Cette silhouette hésitante, qui marchait appuyée sur une canne, sur ce trottoir habituellement désert, a attiré mon regard. Sa capeline, son regard triste, l’homme qui l’attendait, impatient, je ne l’ai pas reconnue, ma vision est bien trop floue maintenant.

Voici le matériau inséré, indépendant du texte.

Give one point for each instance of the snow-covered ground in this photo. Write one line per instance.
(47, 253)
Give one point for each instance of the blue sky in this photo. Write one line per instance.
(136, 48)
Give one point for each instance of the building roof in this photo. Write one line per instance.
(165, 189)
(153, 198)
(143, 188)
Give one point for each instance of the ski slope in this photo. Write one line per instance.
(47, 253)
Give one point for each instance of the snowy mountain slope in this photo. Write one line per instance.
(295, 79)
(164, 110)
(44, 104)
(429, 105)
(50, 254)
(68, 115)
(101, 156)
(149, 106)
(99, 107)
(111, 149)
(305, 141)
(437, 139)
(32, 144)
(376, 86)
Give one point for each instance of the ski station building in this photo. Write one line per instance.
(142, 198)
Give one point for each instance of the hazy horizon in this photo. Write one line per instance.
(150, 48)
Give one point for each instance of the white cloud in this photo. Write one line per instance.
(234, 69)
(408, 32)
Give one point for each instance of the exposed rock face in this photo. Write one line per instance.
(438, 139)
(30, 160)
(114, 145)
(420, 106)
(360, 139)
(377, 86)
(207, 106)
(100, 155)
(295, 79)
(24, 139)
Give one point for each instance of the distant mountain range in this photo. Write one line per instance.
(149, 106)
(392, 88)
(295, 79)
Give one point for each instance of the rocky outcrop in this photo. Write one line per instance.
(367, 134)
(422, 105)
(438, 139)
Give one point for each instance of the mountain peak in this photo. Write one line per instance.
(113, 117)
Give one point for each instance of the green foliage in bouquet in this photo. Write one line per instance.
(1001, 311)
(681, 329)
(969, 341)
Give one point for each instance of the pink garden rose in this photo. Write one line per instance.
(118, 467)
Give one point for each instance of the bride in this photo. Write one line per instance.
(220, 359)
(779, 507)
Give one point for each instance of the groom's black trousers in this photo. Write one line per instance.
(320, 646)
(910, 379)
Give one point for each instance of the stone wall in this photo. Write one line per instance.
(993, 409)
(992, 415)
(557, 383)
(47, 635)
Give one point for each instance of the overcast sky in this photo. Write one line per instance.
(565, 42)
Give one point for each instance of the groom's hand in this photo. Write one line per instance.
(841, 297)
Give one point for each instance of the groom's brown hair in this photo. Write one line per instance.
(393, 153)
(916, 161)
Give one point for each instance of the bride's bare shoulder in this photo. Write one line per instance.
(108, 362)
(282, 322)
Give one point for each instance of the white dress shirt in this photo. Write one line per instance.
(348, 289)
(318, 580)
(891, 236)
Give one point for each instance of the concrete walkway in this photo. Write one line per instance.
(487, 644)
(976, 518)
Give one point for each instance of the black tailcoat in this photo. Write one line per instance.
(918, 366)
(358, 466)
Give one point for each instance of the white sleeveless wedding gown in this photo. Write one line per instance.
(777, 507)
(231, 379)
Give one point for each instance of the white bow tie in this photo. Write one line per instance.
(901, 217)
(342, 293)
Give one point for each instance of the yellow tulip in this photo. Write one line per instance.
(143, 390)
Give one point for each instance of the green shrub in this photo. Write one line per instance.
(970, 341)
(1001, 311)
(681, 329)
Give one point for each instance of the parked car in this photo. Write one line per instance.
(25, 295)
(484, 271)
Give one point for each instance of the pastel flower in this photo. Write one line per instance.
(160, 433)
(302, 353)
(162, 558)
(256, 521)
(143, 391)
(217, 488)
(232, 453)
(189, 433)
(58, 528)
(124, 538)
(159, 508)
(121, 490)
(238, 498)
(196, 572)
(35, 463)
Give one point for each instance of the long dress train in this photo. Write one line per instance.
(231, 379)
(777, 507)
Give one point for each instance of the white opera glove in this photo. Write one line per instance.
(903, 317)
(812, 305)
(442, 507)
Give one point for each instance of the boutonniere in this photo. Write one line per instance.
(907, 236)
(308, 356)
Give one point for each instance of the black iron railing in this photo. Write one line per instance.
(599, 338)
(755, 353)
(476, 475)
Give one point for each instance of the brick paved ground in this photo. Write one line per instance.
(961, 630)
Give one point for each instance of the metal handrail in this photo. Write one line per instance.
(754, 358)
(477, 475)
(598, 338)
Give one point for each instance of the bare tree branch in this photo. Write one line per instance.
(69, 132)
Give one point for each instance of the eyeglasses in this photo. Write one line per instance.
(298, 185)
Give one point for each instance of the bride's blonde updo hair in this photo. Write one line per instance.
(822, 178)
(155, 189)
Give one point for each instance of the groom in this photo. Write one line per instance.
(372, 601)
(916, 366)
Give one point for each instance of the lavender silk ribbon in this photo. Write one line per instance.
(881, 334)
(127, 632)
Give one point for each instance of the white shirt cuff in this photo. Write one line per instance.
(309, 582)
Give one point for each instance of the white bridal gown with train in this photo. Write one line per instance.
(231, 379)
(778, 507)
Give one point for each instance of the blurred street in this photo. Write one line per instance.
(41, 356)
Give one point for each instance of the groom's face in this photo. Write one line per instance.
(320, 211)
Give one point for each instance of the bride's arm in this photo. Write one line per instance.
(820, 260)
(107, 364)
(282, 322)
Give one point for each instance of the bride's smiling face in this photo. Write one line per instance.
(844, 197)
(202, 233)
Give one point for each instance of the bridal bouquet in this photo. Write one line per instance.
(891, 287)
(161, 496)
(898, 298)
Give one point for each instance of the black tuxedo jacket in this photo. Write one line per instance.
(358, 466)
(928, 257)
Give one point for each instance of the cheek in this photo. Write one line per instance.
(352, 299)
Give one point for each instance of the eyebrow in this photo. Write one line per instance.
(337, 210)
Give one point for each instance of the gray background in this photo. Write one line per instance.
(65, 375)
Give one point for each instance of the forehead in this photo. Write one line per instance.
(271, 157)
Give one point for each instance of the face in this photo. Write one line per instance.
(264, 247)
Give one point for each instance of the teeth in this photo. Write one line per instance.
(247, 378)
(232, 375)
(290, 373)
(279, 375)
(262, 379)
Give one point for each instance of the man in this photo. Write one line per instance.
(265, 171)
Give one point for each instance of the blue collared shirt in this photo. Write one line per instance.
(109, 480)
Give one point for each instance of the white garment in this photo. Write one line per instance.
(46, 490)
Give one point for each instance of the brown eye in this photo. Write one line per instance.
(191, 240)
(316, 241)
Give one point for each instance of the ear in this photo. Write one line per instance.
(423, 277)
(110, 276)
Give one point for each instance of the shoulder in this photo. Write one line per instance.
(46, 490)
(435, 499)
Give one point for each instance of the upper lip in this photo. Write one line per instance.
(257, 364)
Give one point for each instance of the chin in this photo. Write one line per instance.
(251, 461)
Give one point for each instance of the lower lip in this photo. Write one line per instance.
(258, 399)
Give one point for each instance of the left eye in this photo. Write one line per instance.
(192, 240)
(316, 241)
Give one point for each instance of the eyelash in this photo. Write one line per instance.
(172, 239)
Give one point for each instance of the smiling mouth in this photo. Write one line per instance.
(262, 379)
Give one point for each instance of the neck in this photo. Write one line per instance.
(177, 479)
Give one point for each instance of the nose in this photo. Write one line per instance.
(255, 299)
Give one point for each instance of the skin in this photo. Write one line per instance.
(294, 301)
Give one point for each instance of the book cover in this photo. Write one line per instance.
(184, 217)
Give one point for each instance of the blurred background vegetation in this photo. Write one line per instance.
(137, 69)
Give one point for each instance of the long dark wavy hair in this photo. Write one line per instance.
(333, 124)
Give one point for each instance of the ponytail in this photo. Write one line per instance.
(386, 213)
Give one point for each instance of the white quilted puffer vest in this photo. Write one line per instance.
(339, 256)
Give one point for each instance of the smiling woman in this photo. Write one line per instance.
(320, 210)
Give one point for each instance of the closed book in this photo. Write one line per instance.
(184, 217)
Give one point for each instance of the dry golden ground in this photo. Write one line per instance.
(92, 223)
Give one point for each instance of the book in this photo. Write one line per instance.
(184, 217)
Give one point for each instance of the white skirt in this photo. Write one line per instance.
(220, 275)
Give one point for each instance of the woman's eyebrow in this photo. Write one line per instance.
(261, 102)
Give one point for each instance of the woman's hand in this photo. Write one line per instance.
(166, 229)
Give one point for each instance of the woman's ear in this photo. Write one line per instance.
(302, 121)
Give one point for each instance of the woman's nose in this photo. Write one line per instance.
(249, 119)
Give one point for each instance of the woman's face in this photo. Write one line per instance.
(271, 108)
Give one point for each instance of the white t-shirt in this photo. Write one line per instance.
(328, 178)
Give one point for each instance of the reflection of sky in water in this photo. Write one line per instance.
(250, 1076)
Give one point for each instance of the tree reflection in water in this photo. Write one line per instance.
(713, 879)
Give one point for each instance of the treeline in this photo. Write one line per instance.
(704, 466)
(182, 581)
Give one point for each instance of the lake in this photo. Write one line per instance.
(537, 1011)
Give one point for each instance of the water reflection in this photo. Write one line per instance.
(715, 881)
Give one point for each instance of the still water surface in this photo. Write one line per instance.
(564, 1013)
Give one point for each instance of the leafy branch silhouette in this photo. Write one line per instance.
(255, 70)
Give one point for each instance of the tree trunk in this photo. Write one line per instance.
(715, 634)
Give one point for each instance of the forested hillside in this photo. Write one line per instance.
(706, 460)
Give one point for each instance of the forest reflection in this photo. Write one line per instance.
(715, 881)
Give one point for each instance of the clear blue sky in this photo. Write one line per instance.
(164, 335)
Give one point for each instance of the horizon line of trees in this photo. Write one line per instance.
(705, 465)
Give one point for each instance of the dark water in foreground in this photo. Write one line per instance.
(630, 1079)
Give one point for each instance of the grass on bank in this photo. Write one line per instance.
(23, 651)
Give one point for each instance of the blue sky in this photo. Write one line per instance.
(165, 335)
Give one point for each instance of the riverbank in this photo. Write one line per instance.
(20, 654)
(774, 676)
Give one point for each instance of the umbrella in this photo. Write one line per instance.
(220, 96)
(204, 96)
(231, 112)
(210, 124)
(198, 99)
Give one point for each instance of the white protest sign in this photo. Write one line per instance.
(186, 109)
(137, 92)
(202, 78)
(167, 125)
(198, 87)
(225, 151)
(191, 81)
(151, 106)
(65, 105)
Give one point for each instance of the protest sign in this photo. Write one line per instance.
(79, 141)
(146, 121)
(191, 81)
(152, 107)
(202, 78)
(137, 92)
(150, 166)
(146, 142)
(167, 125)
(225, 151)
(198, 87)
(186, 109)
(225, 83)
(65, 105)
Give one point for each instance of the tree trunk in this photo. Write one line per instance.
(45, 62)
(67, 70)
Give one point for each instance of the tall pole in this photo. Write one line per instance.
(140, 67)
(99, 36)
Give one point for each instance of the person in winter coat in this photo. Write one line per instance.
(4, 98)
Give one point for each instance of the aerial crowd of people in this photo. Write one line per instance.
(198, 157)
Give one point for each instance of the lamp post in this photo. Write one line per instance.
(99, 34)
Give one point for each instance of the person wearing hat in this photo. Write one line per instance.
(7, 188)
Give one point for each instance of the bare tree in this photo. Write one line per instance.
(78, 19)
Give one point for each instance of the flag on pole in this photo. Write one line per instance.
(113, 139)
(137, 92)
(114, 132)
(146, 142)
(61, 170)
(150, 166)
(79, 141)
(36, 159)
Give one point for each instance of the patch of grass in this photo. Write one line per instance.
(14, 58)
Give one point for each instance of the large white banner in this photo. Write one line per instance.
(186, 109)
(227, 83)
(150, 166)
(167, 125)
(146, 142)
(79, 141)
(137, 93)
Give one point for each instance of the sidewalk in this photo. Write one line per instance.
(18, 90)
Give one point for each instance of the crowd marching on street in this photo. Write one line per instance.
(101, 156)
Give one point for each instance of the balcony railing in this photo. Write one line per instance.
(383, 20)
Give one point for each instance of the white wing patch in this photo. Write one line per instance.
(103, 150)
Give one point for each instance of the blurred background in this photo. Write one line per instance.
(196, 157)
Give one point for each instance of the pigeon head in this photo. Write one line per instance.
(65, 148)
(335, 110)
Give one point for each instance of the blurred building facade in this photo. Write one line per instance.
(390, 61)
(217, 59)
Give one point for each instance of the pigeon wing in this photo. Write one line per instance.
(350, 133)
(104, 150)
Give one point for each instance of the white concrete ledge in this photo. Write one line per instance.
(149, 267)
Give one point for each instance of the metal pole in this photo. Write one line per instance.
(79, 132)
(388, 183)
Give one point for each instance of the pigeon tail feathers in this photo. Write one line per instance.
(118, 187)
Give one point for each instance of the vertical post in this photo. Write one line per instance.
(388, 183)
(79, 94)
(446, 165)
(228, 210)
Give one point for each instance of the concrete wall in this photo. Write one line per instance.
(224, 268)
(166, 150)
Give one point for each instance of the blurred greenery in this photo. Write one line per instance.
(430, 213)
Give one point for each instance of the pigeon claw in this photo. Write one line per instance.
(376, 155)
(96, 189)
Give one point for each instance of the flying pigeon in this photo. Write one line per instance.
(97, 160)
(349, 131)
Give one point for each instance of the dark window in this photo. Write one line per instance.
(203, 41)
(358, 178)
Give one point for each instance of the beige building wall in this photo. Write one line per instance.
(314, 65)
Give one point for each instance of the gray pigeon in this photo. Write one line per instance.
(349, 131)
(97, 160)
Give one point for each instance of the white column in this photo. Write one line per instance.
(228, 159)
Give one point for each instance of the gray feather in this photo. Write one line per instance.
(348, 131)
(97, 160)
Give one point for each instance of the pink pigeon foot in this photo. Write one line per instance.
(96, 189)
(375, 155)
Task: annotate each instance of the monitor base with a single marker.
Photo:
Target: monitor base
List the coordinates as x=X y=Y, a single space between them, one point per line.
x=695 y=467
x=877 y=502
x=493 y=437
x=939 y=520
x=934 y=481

Mais je n’ai pu m’empêcher de penser à cette histoire qui s’est écrite toute seule. C’est une histoire vraie. Enfin, si les mots veulent bien dire la vérité. Ce sont mes mots, et mes mots mentent volontiers. C’est mon histoire, peut-être pas la sienne. Les mots, posés sur la réalité, racontent toujours une fiction. J’ai voulu que les mots, les dessins se répondent même s’ils sont nés sans savoir que je les utiliserai ailleurs. Ces mots, ces dessins, je les ai éparpillés sur ce site, au hasard de mes lectures.

c-est-y-pas-vrai-9719d

C’est une histoire vraie, ou peut-être un rêve, mais c’est mon histoire. Une histoire qui vient de mon passé. Bien sûr, Elle, Elle a son histoire. Peut-être un jour croisera-t-elle ces pages, au hasard de ses errances sur internet. Elle écrira alors un commentaire. Juste “Je t’ai lu”. Ou alors Elle pleurera. Je ne sais pas.

Je n’ai jamais su.

Rupture

couple-14d89

Et puis,
tu vois,
mot après mot
s’invite le doute.
Alors,
les mots se font briques.
Un soir
s’élève un mur sévère
où tu ne peux
qu’afficher ta douleur.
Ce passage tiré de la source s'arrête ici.